I have a pretty bad tendency of putting books down and finishing them some months later. These are books I’m at least a third of the way through:

Christian Hawkey, The Book & Funnels (poetry)
John Clare, “I Am” The Selected Poetry (poetry)
Samuel Greenberg, Poems (poetry)
Rodney Koeneke, Musee Mechanique (poems)
Stephane Mallarme, Divigations (prose)
Gertrude Stein, Fernhurst, Q.E.D. and other early writings (novellas)
Lorine Neidecker, Collected Works (poetry)
Flash MX Game Design Demystified (programming)
AI for Game Developers (programming)
Ian Bogast, Unit Operations (theory)
Nick Montfort, Twisty Little Passages (criticism)
Peter Handke, Kaspar and Other Plays (plays)
Erik Ehn, The Saint Plays (plays)
Pierre Guyotat, Eden Eden Eden (novel)
Geoffrey Eugenides, Middlesex (novel)
Tony Hoagland, Donkey Gospel (poetry)
Rogert Shattuck, Forbidden Knowledge (criticism)
Ronald Hayman, Theatre and Ant-Theatre (criticism)

Most importantly, though — even if it doesn’t count as reading, it is research, of sorts — is that I finished Shadow of the Colossus. Big deal? Well, I haven’t really played a video game in, oh, probably decades, certainly not with those new-fangled controllers, and this is an amazing one and took quite a long time (at least by my TV-weary standards).

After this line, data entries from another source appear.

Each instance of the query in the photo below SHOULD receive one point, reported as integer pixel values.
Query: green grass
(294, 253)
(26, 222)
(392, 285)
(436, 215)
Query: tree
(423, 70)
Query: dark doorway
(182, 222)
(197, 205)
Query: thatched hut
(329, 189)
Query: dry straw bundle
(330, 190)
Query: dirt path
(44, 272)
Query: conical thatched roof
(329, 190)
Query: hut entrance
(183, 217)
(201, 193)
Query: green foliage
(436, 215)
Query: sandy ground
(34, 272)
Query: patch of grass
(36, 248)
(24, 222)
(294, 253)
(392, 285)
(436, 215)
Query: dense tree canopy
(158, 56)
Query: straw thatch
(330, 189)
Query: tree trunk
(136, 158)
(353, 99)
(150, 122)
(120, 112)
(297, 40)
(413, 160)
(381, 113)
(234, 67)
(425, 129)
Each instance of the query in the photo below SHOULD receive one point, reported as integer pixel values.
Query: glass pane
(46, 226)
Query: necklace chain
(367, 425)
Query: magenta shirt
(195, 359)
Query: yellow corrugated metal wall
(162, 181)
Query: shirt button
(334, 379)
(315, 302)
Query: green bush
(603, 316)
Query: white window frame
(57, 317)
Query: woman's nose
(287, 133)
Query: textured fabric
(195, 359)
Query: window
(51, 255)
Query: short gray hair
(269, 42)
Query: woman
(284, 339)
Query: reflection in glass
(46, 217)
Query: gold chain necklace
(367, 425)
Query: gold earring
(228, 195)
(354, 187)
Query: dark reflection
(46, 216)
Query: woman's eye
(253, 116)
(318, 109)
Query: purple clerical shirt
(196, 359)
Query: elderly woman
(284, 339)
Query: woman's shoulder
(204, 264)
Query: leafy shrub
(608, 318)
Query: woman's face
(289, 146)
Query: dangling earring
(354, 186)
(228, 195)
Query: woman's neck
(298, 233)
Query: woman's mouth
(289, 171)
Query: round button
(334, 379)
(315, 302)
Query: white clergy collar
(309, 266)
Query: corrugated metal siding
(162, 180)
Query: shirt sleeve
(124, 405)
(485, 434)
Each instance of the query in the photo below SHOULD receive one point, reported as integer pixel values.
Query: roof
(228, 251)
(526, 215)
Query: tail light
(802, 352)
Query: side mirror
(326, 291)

If you don’t play video games, or don’t have a PS2, borrow one or go to a friend’s house and play this one, you won’t regret it. Not to sound like a snob, but it’s the first mainstream video game I’ve played that really convinced me of the cultural import of video games, for reasons I won’t describe now (and that don’t have only to do with the visual appeal). But I haven’t played a lot lately except for a bunch of experimental on-line things.